When a man falls in love with a woman, his thoughts go something like this: I love her, she’s great—in fact, she is perfect. I love her just the way she is and I hope she never changes. It was this thinking that inspired Billy Joel to write the song “I Love You Just the Way You Are.” On the other hand, when a woman falls in love with a man, her thoughts are generally something like this: I love him, he’s great, but he really needs some work. This is a disaster in the making. Divergent expectations always lead to conflict.
When a woman thinks a man needs work, she is not trying to be negative or demeaning. In fact, she rather enjoys the thought. Do you know why? Because women like to work on relationships, and because marriage represents her greatest relationship, she enjoys working on it. But the thought of working on any relationship makes most men feel ill. You see, to a man, work is something you do to earn money. Relationships don’t fit into a man’s definition of work. We think relationships are the one class of things we should never have to work on.

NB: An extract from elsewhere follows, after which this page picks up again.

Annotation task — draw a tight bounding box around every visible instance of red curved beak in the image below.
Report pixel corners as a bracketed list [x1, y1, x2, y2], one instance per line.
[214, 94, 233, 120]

So when a woman wants to work on the marriage relationship, the husband usually gets nervous and uncomfortable. The reason is simple: She says she wants to work on “the relationship,” but men view that as code for she wants me to change. And men don’t want to change. To a man, “change” is a four-letter word. This is primarily because we men have fragile egos. We don’t you handle there is something wrong with very well.

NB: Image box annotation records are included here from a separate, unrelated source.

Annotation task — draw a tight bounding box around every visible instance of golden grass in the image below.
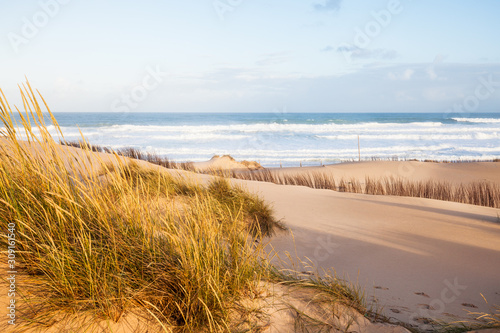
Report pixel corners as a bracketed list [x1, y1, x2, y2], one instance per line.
[0, 85, 284, 331]
[0, 84, 372, 332]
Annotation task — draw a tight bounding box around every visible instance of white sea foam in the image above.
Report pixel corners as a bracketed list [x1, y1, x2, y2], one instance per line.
[451, 118, 500, 124]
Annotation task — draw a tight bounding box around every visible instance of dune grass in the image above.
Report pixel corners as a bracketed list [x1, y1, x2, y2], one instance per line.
[0, 84, 372, 332]
[0, 85, 288, 331]
[230, 170, 500, 208]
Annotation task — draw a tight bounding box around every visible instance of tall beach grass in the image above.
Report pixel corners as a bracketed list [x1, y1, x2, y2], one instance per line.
[0, 85, 279, 331]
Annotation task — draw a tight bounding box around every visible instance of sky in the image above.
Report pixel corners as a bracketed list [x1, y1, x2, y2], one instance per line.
[0, 0, 500, 114]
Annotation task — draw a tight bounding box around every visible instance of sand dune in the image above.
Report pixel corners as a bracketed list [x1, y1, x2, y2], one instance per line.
[234, 169, 500, 328]
[1, 142, 500, 329]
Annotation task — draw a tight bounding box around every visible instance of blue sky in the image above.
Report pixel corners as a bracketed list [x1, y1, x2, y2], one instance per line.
[0, 0, 500, 113]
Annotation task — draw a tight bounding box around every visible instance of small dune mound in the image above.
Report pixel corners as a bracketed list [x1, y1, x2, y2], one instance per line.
[193, 155, 264, 172]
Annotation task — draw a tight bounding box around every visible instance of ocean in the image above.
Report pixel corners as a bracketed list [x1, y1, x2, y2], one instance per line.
[18, 112, 500, 167]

That being said, it doesn’t mean men don’t think very highly of themselves; we do. Most men love themselves dearly and don’t really think there is much need for self-improvement. So if a wife is pushing for improvement, he feels insulted that she even made the suggestion. It’s not that he is completely against change, it’s that he thinks his wife is wonderful the way she is and she should feel the same way about him. Women don’t catch this because they don’t think of working on the relationship as insulting a man’s ego—it’s more a matter of improving him. And the truth is, women do improve men.
In their book The Case for Marriage, Maggie Gallagher and Linda Waite make the case that married men are happier, healthier, and make more money than single men. In other words, marriage improves men. Statistics also show that married men live longer than single men. In fact, statistically, being single is one of the worst things a man can do. It is equivalent to smoking two and a half packs of cigarettes a day! (I suppose the worst would be a single guy who actually smokes two and a half packs of cigarettes a day.)
Girls, don’t take offense that your husband is having a hard time with your efforts to work on your relationship. Don’t interpret his resistance as a sign that he doesn’t care—he does. Men look at things differently than women. Though men need improvement, women must learn to be patient and not destructive to the male ego in the process. Women need to see the men in their lives as long-term projects and learn how to encourage change without fracturing their egos. (The good news is, you ladies really can eventually get us to where you want us to be. The bad news is, after you get us there, we die.)